Qin ([18]), in his valuable paper, starts from a polyconvex stored energy function and writes the system in a symmetric conservation law type. He uses \(({\mathbf{F}}, \text{cof}{\mathbf{F}}, \text{det} {\mathbf{F}}, {\mathbf{v}})\) as the basic variables (\(\mathbf{F}\) being the deformation gradient of the nonlinear theory, cof the cofactor matrix, det the determinant and \(\mathbf{v}\) the velocity). For linearizing this framework one may use the formula \(\text{det}{\mathbf{F}}-1=\text{div}{\mathbf{u}}+\mathcal{O}(\epsilon ^{2})\) (p.30 [11]) and replace \(\text{det}{\mathbf{F}}\) with \(\text{div}{\mathbf{u}}\) to within first order and \(\mathbf{F}\) by \(\nabla{\mathbf{u}}\).

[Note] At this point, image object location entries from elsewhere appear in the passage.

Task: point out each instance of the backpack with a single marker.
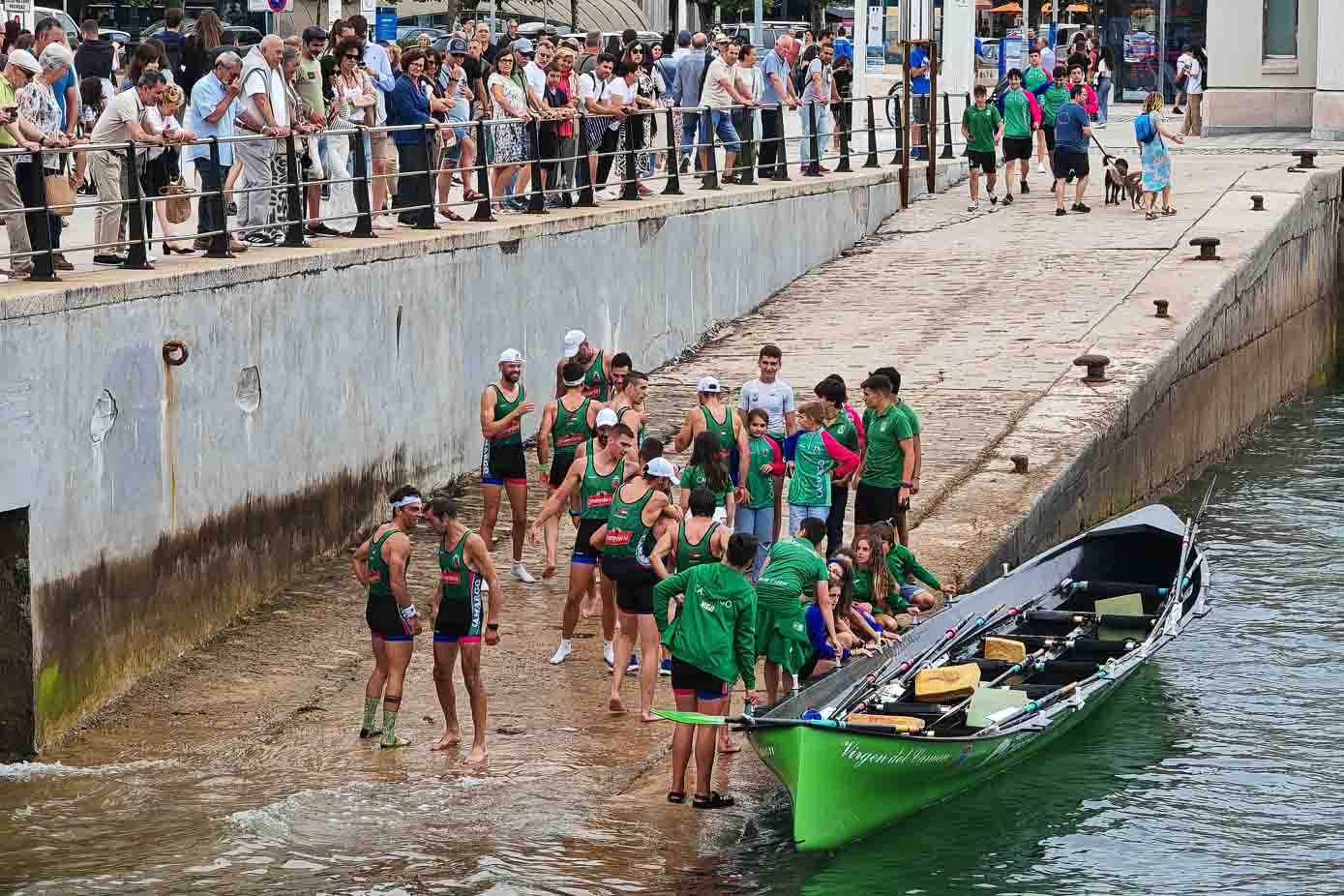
(1144, 131)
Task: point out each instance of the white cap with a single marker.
(573, 340)
(662, 467)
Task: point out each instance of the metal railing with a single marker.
(542, 193)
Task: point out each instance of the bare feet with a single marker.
(449, 739)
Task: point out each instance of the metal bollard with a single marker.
(631, 187)
(220, 243)
(814, 142)
(946, 128)
(425, 217)
(294, 231)
(137, 250)
(873, 140)
(673, 162)
(44, 263)
(363, 219)
(536, 201)
(711, 173)
(483, 176)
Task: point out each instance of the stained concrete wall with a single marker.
(1254, 329)
(164, 498)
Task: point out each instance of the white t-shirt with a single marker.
(773, 398)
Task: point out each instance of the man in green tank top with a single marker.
(567, 422)
(593, 477)
(379, 564)
(712, 415)
(465, 566)
(503, 463)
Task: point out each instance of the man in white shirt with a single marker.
(265, 110)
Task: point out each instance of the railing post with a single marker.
(220, 243)
(781, 159)
(946, 128)
(137, 249)
(536, 203)
(673, 186)
(586, 199)
(483, 176)
(844, 137)
(425, 217)
(631, 186)
(873, 140)
(363, 219)
(814, 142)
(711, 175)
(293, 196)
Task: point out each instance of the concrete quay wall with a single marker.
(164, 500)
(1244, 335)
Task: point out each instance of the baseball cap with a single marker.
(24, 61)
(662, 467)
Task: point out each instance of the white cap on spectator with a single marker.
(573, 340)
(24, 61)
(660, 466)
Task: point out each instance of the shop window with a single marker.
(1280, 35)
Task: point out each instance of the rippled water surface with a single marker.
(1212, 771)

It seems that, even if such an approximation is used the present framework is different from the one of Qin conceptually: Qin uses the compatibility relations without pre-multiplying them by a quantity and adding/subtracting them (see Eq. (3.12) in his paper); he uses as basic equations the time derivatives of the cofactor matrix and the determinant instead. We here, on the other hand, pre-multiply the compatibility equations judiciously and add/subtract them in order to accomplish our goal. Nevertheless, in order to give a precise answer one has to linearize Qin’s framework systematically and then check exactly what it gives.

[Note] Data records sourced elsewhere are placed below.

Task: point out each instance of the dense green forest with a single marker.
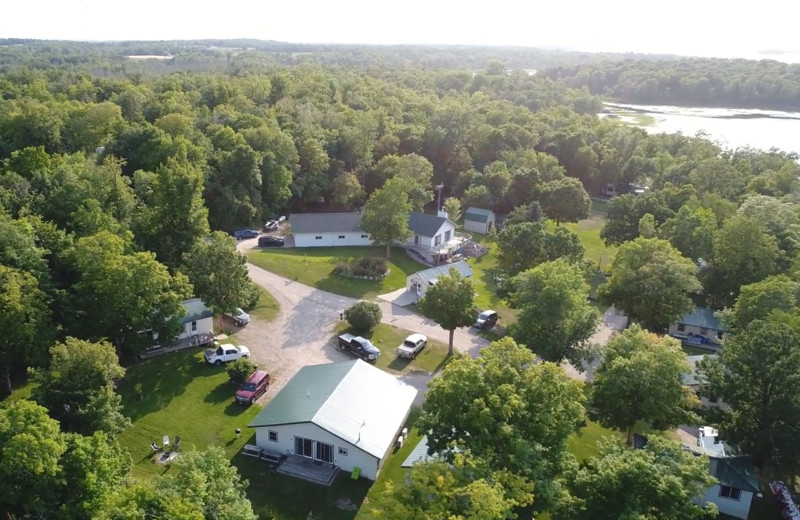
(703, 82)
(114, 172)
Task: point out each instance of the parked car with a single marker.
(358, 346)
(225, 353)
(412, 346)
(238, 316)
(486, 320)
(269, 241)
(240, 234)
(253, 388)
(271, 225)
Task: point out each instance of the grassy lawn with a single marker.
(180, 395)
(314, 266)
(387, 337)
(588, 232)
(267, 308)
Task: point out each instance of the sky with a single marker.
(688, 27)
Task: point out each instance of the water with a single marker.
(730, 127)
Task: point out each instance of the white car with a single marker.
(238, 316)
(224, 353)
(412, 346)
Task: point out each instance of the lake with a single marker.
(731, 127)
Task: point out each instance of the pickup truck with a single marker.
(412, 346)
(358, 346)
(224, 353)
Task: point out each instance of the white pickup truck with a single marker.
(224, 353)
(412, 346)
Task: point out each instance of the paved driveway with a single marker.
(303, 332)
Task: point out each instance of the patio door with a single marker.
(304, 447)
(324, 452)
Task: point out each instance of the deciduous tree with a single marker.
(450, 303)
(659, 482)
(386, 213)
(639, 379)
(757, 375)
(508, 409)
(555, 317)
(649, 282)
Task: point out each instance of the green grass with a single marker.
(314, 266)
(588, 232)
(387, 337)
(180, 395)
(267, 308)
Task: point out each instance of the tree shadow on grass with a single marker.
(151, 385)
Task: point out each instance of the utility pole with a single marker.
(438, 189)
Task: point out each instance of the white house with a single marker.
(479, 220)
(699, 327)
(737, 484)
(419, 282)
(348, 414)
(199, 319)
(432, 236)
(327, 229)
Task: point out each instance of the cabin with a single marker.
(479, 220)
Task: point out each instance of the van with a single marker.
(253, 388)
(486, 320)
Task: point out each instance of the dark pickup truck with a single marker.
(358, 346)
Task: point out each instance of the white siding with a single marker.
(203, 326)
(735, 508)
(286, 434)
(331, 239)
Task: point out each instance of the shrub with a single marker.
(240, 370)
(363, 316)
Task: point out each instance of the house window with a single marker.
(730, 493)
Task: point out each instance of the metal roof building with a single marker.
(347, 414)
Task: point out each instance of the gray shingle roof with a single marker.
(195, 310)
(353, 400)
(702, 317)
(430, 275)
(324, 222)
(736, 472)
(478, 214)
(425, 225)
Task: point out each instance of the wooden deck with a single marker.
(311, 470)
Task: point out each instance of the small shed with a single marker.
(420, 281)
(479, 220)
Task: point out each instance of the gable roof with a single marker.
(424, 224)
(478, 214)
(429, 276)
(702, 317)
(324, 222)
(736, 472)
(195, 310)
(353, 400)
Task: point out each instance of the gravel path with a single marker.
(303, 332)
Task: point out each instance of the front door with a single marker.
(324, 452)
(304, 447)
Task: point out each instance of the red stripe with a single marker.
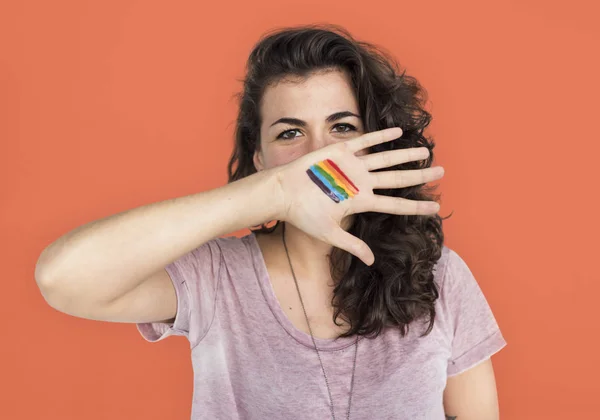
(341, 173)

A comparison of Qin’s work with that of Boillat and Ruggeri ([2]) would also help in the better understanding of the symmetric writing of the equations of nonlinear elasticity. From these possible ways of writing the equations of nonlinear elasticity one should linearize in order to examine under what conditions the present framework and that of [15, 21, 22] result and if these two approaches are the only possible one’s for the linear elastic case.

7 Conclusion

The main achievement of the present approach is to offer an alternative path for writing the system of classical elastodynamics in a symmetric linear format. Instead of the stress tensor, the displacement gradient is considered to be the new dependent variable. Such a writing utilizes a Cartesian decomposition of the variables and operators that does not alter the Hamiltonian structure of classical elastodynamics. By means of the calculations, certainly, the present approach is more laborious than the one using the stress tensor. Mixed finite elements consider the velocity and the stress tensor as independent variables to avoid problems related with discontinuous in space material coefficients; in such cases the approach using the stress tensor seems superior to the present approach.

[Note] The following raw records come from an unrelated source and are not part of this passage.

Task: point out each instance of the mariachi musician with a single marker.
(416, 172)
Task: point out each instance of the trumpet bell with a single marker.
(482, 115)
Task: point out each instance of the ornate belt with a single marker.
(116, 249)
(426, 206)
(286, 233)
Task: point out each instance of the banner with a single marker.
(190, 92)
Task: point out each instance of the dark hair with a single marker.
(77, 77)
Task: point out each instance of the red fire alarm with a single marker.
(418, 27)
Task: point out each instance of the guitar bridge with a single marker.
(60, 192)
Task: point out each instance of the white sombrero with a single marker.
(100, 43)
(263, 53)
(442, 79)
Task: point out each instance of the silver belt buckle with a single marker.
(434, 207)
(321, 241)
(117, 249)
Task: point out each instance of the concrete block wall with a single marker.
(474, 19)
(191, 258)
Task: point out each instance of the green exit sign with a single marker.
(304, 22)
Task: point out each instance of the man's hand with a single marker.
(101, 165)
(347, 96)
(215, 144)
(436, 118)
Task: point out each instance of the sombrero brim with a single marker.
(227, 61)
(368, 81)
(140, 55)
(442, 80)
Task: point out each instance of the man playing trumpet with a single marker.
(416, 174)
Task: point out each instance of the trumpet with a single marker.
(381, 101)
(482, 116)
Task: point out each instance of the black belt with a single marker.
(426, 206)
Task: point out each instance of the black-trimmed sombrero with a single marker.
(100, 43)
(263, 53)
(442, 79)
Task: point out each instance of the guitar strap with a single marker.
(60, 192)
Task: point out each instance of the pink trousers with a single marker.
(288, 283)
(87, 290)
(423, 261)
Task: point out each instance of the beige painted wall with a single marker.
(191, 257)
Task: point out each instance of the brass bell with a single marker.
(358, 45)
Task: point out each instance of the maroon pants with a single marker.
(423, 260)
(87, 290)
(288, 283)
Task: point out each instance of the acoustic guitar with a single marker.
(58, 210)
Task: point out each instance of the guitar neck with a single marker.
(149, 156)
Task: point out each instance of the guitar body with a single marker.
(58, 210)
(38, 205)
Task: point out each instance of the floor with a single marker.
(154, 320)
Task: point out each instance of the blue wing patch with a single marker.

All in all, what the present approach teaches us about the subject is that an alternative way of writing the equations of classical elastodynamics exists using the displacement gradient instead of the stress tensor. While it is not perfectly clear what use of this approach enable us to do going forward in real calculations, it seems to be preferable when discontinuous in time material parameters are involved.